Fica claro, portanto, que a legislação é mais permissiva com o capital e seus representantes, no sentido de eleger seus candidatos, e menos aberta ao trabalho. As tentativas de limitação dos gastos privados têm sido de eficácia relativa. A contabilidade apresentada à Justiça Eleitoral nem sempre corresponde aos gastos efetivos.
Pode-se lembrar que o financiamento público da campanha não irá resolver todos os males nem impedir as fraudes. Mas é certo que sua simples implantação irá aumentar a fiscalização. Setores sociais e mais acentuadamente os partidários, além dos próprios candidatos que contendem entre si, fiscalizar-se-ão mais adequadamente. O excesso de gastos revelará o abuso do poder econômico, que, se denunciado, poderá ser apurado pelos canais judiciários competentes.
Há experiências diversas de financiamento público de campanha em países mais desenvolvidos. Nos EUA há a combinação dos financiamentos públicos e privados para a eleição presidencial. Candidatos que tenham conseguido pelo menos 25% dos votos na eleição primária podem solicitar financiamento público.
Na Alemanha, na França e no Japão, entre outros países, há participação de recursos públicos no financiamento de campanhas. No caso da França, há ainda um reembolso público das despesas eleitorais. Nas eleições presidenciais, os candidatos que obtiverem menos de 5% dos votos são reembolsados em até US$ 1,2 milhão; e os que tiverem mais do que esse percentual recebem de volta até US$ 6 milhões.
Os dois candidatos franceses à Presidência que chegarem ao segundo turno poderão ter reembolso de até US$ 8 milhões. Nas eleições parlamentares, os candidatos têm desembolsos de acordo com sua performance.
A Suécia, onde o tema começou a ser discutido nos anos 30 e foi aplicado a partir de 1966, adota um sistema que inspira diversos países. Lá os recursos são repassados aos partidos. Todavia a legenda que não atinge um percentual mínimo de votos tem que pagar até pela impressão e preparação de suas cédulas eleitorais.
A aplicação prática do financiamento público das campanhas, que a meu juízo representará avanço democrático, vai exigir amplo debate, até porque ele é apenas parte do conjunto das reformas políticas que a nação deverá enfrentar brevemente. Caso nossa opção seja por distribuir esses recursos por intermédio dos partidos, há que providenciar também maior fortalecimento das estruturas partidárias.

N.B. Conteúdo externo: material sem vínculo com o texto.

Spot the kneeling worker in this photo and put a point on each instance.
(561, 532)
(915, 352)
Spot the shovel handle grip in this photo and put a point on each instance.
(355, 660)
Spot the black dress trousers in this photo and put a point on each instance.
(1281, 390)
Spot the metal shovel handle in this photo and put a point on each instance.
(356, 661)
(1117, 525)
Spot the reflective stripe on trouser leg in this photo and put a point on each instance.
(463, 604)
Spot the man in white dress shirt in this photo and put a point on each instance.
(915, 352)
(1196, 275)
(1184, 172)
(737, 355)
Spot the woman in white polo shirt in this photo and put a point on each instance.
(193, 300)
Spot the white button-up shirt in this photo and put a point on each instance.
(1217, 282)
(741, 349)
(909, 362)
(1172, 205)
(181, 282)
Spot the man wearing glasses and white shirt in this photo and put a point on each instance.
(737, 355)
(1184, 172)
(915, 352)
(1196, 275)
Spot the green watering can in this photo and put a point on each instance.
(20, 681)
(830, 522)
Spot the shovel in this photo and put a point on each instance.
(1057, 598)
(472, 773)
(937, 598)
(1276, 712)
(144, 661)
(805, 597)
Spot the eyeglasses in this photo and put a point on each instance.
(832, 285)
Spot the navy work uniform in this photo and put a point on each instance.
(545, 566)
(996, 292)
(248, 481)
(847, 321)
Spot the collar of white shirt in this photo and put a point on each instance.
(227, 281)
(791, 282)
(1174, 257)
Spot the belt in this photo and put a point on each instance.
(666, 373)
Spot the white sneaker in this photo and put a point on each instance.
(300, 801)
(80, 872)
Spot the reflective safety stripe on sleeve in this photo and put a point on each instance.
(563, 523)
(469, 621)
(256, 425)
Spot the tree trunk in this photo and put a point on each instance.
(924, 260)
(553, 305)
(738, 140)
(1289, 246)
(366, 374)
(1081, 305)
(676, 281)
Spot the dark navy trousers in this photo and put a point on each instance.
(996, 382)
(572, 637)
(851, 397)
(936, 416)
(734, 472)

Até porque nossa legislação reforça o comportamento individualista dos políticos, impedindo a consolidação partidária. Um sistema de representação proporcional com maior controle partidário sobre as listas reduzirá sensivelmente a compra de votos. Portanto o financiamento público das campanhas deve vir acompanhado de medidas que vitalizem os partidos.


Michel Temer, 59, advogado, é deputado federal pelo PMDB-SP e presidente da Câmara dos Deputados. Foi secretário da Segurança Pública (governos Montoro e Fleury) e de Governo (gestão Fleury) do Estado de São Paulo.